Requiring a specialization also makes it slightly less likely that users are going to do it for their own containers, which IMO is a good thing (we really don't want users to start depending on this unless the Standard commits to providing this functionality).

[Reading some other comments, I get the feeling this might have been how it was implemented in previous diffs, please let me know if that's the case]

Herald added a project: Restricted Project. · View Herald TranscriptMar 23 2022, 1:10 PM
Mordante added inline comments.Mar 26 2022, 6:02 AM
libcxx/include/__format/buffer.h
162–169

That was my initial approach https://reviews.llvm.org/D110497?vs=on&id=375096#toc
when you too like that better I can switch back to that approach.

Mordante updated this revision to Diff 418398.Mar 26 2022, 8:50 AM

Rebase and remove concepts guards.

ldionne accepted this revision.Apr 7 2022, 12:49 PM

LGTM with a comment I'd like to see addressed, but I don't think I need to see this again.
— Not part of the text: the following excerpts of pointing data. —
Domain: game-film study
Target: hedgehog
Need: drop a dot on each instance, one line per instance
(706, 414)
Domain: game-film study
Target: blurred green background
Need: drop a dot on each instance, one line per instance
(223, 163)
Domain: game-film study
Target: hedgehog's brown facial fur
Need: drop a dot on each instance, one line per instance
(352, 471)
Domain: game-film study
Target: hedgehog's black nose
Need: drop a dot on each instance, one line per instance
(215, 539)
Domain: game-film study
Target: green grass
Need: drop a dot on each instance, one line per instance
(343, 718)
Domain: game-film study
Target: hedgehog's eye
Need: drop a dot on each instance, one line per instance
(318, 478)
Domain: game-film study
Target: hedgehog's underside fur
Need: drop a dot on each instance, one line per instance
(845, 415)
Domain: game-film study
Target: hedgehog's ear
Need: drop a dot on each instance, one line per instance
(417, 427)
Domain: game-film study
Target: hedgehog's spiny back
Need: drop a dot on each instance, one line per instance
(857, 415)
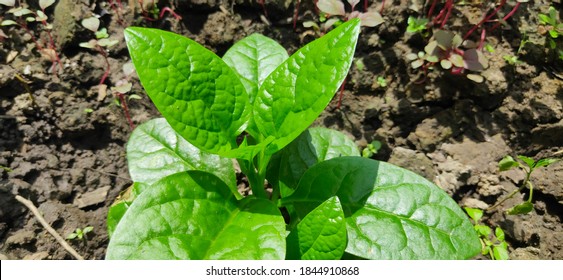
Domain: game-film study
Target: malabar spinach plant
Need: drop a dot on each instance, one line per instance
(255, 105)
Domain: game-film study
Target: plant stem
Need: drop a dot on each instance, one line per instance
(526, 182)
(121, 97)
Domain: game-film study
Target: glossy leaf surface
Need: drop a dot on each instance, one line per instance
(192, 215)
(200, 96)
(295, 94)
(391, 213)
(155, 151)
(322, 233)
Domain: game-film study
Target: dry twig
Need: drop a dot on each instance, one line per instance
(44, 223)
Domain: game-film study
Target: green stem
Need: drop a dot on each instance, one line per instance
(526, 182)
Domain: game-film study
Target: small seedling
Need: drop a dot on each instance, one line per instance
(5, 168)
(551, 25)
(336, 8)
(371, 149)
(80, 234)
(493, 245)
(381, 81)
(151, 12)
(256, 105)
(23, 16)
(515, 59)
(452, 53)
(417, 25)
(528, 165)
(99, 44)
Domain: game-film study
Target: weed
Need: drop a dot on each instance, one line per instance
(528, 165)
(492, 245)
(80, 234)
(23, 16)
(99, 44)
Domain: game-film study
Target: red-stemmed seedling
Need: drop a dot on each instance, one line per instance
(23, 16)
(99, 44)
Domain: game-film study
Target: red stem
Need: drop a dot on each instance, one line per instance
(125, 108)
(105, 55)
(431, 10)
(341, 93)
(487, 18)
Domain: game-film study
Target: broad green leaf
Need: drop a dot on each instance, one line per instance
(507, 163)
(391, 213)
(475, 214)
(321, 234)
(155, 151)
(254, 58)
(193, 215)
(499, 233)
(122, 203)
(522, 208)
(200, 96)
(528, 160)
(311, 147)
(296, 93)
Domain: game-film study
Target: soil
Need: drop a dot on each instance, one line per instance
(62, 143)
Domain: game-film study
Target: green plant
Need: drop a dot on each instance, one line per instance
(417, 25)
(381, 81)
(450, 50)
(80, 234)
(371, 149)
(550, 24)
(336, 10)
(255, 105)
(528, 165)
(23, 16)
(515, 59)
(493, 245)
(99, 44)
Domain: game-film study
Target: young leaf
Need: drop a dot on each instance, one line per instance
(254, 58)
(528, 160)
(522, 208)
(475, 214)
(9, 3)
(200, 96)
(44, 4)
(499, 233)
(391, 213)
(155, 151)
(331, 7)
(296, 93)
(507, 163)
(91, 23)
(192, 215)
(311, 147)
(321, 235)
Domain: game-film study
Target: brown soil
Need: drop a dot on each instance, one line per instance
(447, 128)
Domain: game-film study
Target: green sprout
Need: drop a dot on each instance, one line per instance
(493, 245)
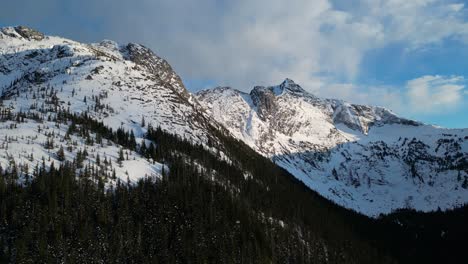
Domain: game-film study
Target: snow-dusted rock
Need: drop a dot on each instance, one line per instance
(362, 157)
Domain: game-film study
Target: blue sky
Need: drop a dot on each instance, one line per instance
(409, 56)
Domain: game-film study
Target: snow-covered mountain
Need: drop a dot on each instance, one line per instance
(362, 157)
(123, 86)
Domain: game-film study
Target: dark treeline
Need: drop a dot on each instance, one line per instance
(204, 209)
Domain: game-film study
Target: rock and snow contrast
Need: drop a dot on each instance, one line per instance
(361, 157)
(122, 86)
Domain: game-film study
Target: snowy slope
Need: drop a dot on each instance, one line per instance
(120, 85)
(362, 157)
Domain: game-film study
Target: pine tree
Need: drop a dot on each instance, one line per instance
(61, 154)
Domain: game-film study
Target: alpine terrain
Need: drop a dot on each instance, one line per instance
(105, 157)
(362, 157)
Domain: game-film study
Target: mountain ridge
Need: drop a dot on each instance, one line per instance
(336, 147)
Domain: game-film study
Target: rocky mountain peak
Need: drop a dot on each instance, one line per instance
(24, 32)
(290, 85)
(157, 66)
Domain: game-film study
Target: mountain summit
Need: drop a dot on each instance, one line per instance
(362, 157)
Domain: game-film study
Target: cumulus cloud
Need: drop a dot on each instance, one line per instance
(430, 93)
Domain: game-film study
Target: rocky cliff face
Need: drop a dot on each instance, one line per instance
(125, 87)
(362, 157)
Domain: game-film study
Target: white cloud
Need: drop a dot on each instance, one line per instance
(435, 93)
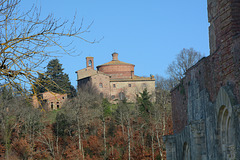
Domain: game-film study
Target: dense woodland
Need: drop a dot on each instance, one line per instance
(86, 127)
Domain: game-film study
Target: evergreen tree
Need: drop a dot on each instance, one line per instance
(55, 80)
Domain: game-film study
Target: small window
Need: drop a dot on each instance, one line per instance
(144, 85)
(101, 95)
(90, 63)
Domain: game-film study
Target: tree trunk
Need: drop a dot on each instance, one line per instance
(152, 144)
(159, 145)
(104, 139)
(80, 140)
(129, 141)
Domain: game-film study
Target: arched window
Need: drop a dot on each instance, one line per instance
(121, 96)
(225, 130)
(186, 152)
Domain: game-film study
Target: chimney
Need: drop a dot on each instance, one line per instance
(115, 56)
(90, 62)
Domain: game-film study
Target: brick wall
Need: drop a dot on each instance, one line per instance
(219, 69)
(118, 71)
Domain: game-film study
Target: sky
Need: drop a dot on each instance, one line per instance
(146, 33)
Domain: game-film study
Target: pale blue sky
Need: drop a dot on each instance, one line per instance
(147, 33)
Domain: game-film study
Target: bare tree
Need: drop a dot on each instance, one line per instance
(184, 60)
(82, 110)
(27, 40)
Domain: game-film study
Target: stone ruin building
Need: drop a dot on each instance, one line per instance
(49, 100)
(115, 79)
(206, 103)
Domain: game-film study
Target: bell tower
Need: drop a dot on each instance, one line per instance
(89, 62)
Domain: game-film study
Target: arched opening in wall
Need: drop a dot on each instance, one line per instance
(121, 96)
(90, 63)
(186, 152)
(225, 134)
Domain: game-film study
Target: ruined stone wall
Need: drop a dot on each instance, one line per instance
(206, 104)
(222, 67)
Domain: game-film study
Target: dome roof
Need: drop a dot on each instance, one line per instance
(115, 61)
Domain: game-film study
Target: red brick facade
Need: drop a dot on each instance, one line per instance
(49, 100)
(116, 80)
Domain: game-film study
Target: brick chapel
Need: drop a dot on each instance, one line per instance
(115, 79)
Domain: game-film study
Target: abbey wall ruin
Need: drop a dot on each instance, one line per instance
(206, 103)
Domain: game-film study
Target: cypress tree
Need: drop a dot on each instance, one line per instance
(55, 80)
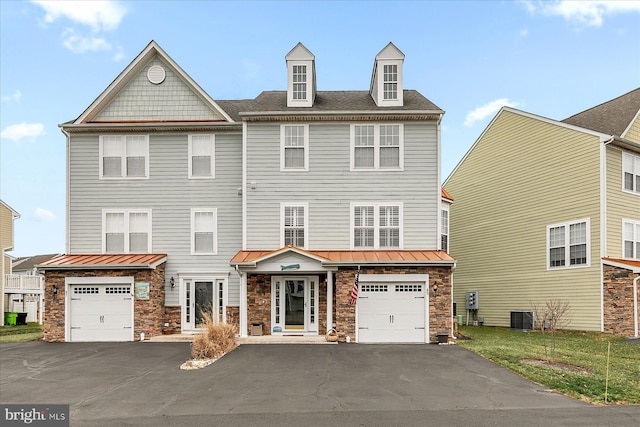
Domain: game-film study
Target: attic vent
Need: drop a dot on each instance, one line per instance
(156, 74)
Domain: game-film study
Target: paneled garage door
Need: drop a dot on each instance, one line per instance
(101, 312)
(391, 313)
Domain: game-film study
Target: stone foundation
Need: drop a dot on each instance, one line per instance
(618, 300)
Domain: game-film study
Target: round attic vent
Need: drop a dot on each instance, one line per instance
(156, 74)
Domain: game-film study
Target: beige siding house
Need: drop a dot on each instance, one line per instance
(7, 216)
(548, 209)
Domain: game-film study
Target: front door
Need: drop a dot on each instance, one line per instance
(295, 304)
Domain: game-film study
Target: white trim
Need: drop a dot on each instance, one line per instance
(212, 172)
(95, 280)
(126, 213)
(123, 157)
(305, 168)
(376, 148)
(214, 211)
(567, 244)
(305, 206)
(376, 223)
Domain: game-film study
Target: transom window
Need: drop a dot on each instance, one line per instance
(204, 225)
(124, 156)
(294, 221)
(568, 244)
(300, 82)
(631, 239)
(126, 231)
(377, 225)
(294, 147)
(377, 146)
(201, 156)
(390, 82)
(631, 173)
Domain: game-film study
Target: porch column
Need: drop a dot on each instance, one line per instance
(329, 300)
(243, 305)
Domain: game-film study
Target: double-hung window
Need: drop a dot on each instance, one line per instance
(376, 225)
(204, 226)
(294, 224)
(631, 239)
(294, 147)
(201, 156)
(631, 173)
(126, 231)
(124, 156)
(377, 146)
(568, 244)
(390, 82)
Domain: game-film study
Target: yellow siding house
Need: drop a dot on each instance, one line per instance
(548, 210)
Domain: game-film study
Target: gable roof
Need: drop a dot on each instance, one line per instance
(612, 117)
(131, 71)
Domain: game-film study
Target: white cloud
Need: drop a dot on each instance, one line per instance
(99, 15)
(23, 130)
(587, 12)
(487, 110)
(15, 96)
(79, 44)
(43, 215)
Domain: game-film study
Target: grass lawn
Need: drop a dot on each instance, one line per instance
(29, 332)
(587, 350)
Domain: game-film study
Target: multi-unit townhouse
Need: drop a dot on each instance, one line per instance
(262, 212)
(550, 210)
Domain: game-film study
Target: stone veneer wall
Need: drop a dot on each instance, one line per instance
(618, 300)
(440, 310)
(148, 317)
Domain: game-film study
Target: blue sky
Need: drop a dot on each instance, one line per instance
(552, 58)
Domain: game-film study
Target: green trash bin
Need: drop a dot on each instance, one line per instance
(10, 318)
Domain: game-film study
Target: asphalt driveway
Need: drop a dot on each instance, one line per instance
(141, 384)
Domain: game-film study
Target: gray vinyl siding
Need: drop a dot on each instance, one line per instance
(170, 195)
(329, 186)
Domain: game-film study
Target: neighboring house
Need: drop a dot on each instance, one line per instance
(260, 212)
(550, 209)
(7, 216)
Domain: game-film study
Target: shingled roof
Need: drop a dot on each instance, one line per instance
(612, 117)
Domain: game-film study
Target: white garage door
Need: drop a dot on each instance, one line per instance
(101, 313)
(391, 313)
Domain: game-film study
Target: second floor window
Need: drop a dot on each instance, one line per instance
(124, 156)
(376, 226)
(201, 156)
(299, 82)
(126, 231)
(294, 147)
(294, 225)
(568, 244)
(631, 239)
(631, 173)
(377, 147)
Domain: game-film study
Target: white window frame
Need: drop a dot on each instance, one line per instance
(305, 206)
(631, 164)
(376, 224)
(212, 173)
(214, 211)
(123, 157)
(377, 147)
(567, 244)
(126, 213)
(635, 224)
(444, 226)
(305, 168)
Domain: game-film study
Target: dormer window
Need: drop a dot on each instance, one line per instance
(299, 82)
(301, 85)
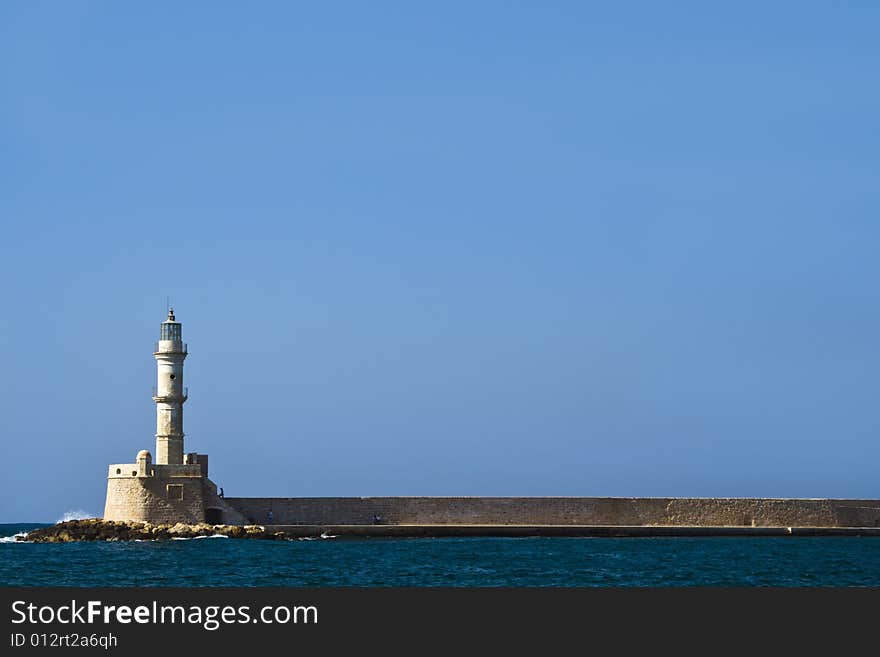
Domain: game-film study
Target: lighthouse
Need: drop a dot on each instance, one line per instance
(169, 393)
(175, 487)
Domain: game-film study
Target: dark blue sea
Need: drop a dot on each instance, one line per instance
(800, 561)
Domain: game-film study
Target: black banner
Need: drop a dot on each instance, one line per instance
(155, 621)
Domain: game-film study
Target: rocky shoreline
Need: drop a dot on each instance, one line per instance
(95, 529)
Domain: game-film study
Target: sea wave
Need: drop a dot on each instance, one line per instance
(14, 538)
(75, 514)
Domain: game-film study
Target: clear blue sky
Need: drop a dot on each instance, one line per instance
(465, 248)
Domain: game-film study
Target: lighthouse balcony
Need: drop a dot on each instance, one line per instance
(170, 347)
(170, 395)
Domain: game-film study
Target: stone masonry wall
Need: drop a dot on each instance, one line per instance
(146, 499)
(659, 511)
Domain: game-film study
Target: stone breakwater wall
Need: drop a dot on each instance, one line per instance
(610, 511)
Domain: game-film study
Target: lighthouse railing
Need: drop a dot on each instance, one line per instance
(179, 348)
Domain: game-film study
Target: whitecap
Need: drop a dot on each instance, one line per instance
(14, 538)
(75, 514)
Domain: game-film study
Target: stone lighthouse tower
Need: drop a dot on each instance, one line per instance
(169, 394)
(175, 487)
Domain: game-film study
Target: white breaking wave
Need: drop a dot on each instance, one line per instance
(76, 514)
(192, 538)
(14, 538)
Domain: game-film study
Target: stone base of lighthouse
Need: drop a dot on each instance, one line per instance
(166, 494)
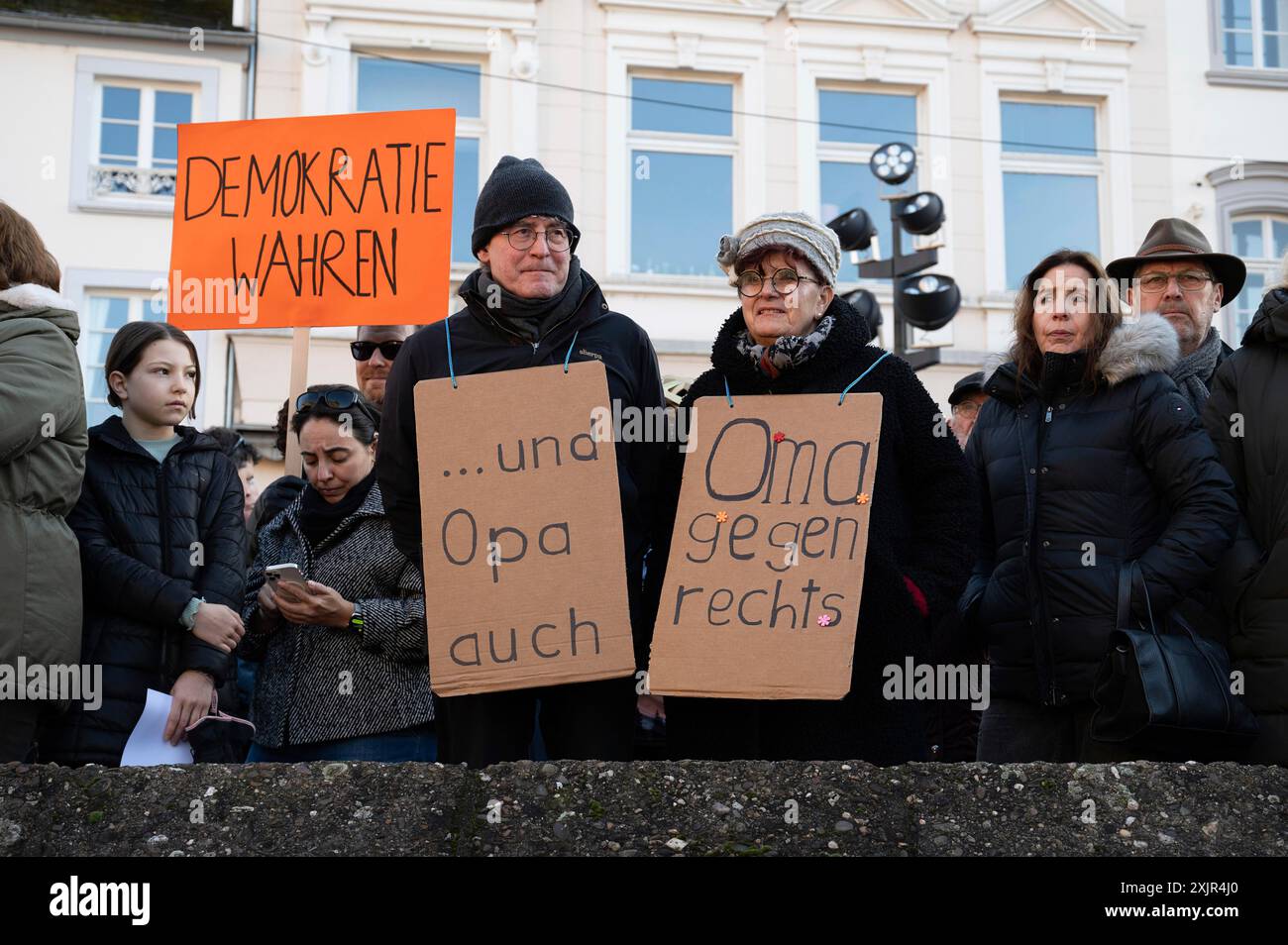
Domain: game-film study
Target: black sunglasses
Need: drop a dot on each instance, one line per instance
(338, 399)
(362, 351)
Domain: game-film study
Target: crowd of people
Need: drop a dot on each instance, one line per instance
(1108, 471)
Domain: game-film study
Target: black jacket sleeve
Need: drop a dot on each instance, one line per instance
(1243, 562)
(223, 576)
(1185, 471)
(119, 582)
(940, 490)
(397, 461)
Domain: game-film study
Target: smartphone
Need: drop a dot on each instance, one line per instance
(283, 572)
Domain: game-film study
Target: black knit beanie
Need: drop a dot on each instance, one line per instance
(516, 189)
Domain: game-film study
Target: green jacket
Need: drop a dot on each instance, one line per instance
(43, 447)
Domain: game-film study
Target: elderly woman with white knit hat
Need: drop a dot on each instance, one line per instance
(794, 335)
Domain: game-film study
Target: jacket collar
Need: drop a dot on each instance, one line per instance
(1134, 348)
(848, 336)
(589, 306)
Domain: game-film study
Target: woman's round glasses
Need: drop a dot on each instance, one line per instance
(752, 283)
(558, 239)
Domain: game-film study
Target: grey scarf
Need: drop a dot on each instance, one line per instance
(787, 352)
(529, 318)
(1193, 370)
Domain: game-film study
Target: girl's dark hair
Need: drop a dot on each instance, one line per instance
(235, 446)
(24, 257)
(364, 416)
(1106, 313)
(128, 347)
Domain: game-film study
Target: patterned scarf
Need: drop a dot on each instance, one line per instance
(787, 352)
(1193, 370)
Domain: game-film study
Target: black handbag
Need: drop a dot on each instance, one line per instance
(1170, 690)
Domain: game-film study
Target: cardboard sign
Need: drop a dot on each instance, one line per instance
(522, 528)
(765, 574)
(331, 220)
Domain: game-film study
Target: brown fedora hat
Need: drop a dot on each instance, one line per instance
(1173, 240)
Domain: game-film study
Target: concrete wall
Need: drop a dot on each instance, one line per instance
(645, 808)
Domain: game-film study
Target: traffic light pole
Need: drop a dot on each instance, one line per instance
(896, 267)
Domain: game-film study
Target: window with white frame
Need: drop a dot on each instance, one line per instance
(386, 85)
(682, 170)
(1051, 181)
(136, 142)
(853, 124)
(1261, 241)
(106, 312)
(1253, 34)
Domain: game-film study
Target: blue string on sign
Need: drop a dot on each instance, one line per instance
(451, 369)
(861, 377)
(568, 357)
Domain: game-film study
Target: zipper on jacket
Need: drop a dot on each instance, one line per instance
(1043, 618)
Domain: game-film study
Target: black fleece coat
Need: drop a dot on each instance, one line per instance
(483, 343)
(1250, 390)
(922, 525)
(1077, 481)
(153, 536)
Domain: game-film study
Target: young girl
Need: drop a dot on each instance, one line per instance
(161, 538)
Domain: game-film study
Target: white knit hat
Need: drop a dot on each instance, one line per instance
(790, 231)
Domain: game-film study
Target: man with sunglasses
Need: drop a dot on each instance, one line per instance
(374, 355)
(1176, 274)
(531, 304)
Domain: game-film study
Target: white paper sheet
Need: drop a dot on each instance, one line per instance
(147, 744)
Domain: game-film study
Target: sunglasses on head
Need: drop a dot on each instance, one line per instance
(338, 399)
(362, 351)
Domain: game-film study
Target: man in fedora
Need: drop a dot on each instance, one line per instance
(1176, 274)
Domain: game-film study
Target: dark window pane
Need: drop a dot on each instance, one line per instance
(465, 193)
(681, 207)
(389, 86)
(172, 108)
(1236, 14)
(1042, 129)
(708, 112)
(1237, 50)
(121, 141)
(1247, 239)
(1275, 52)
(120, 102)
(1274, 14)
(848, 185)
(165, 145)
(1043, 213)
(881, 119)
(1279, 233)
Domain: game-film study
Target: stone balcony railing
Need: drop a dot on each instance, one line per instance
(605, 808)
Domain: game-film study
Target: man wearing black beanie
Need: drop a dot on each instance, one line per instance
(522, 308)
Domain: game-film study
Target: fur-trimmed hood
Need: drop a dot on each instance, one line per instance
(1134, 348)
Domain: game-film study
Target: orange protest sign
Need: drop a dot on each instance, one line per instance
(330, 220)
(522, 531)
(765, 574)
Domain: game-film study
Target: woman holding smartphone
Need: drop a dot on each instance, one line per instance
(344, 664)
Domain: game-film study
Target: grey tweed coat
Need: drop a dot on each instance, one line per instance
(318, 683)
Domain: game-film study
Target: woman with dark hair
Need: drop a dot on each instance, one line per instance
(161, 545)
(793, 335)
(1090, 461)
(342, 645)
(42, 463)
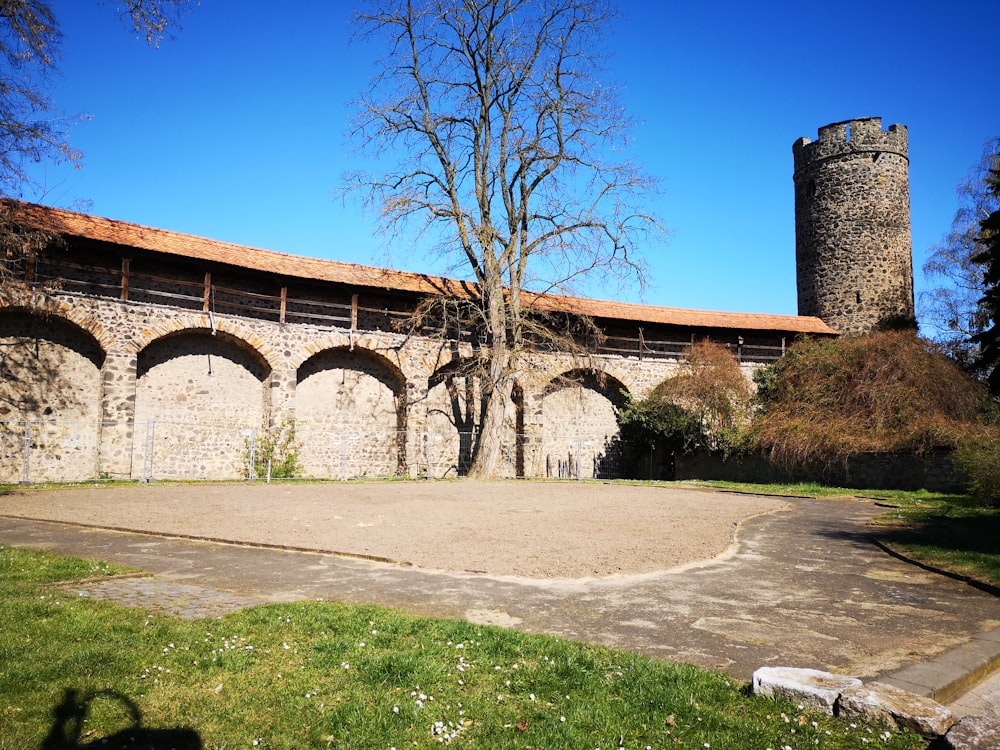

IIUC, @vitaut 's concern about character-by-character output has been resolved since this was rebased. We are still buffering too much to @vitaut 's liking, but @Mordante 's telling me that he'll investigate that in the future, before we ship this.

Also, this should be rebased onto the __get_container() patch.

libcxx/include/__format/buffer.h
162–169

Yeah, I think it would be better to have a less intrusive mechanism. We can specialize it for various containers in this header instead of having to touch vector & friends directly.

This revision is now accepted and ready to land.Apr 7 2022, 12:49 PM
Mordante added inline comments.Apr 8 2022, 9:29 AM
libcxx/include/__format/buffer.h
162–169

In that case format pulls in several unrelated headers. In the original approach these container headers pull in one small header. So I think that's the better solution.

Mordante updated this revision to Diff 421569.Apr 8 2022, 10:11 AM
  • Rebased
  • Updated to recent upstream cheanges
  • Address review comments
Mordante updated this revision to Diff 421573.Apr 8 2022, 10:13 AM

Forgot to format last patch.

Mordante marked 2 inline comments as done.Apr 8 2022, 10:13 AM
Mordante updated this revision to Diff 421588.Apr 8 2022, 10:52 AM

Fix a typo in the module map.

This revision was automatically updated to reflect the committed changes.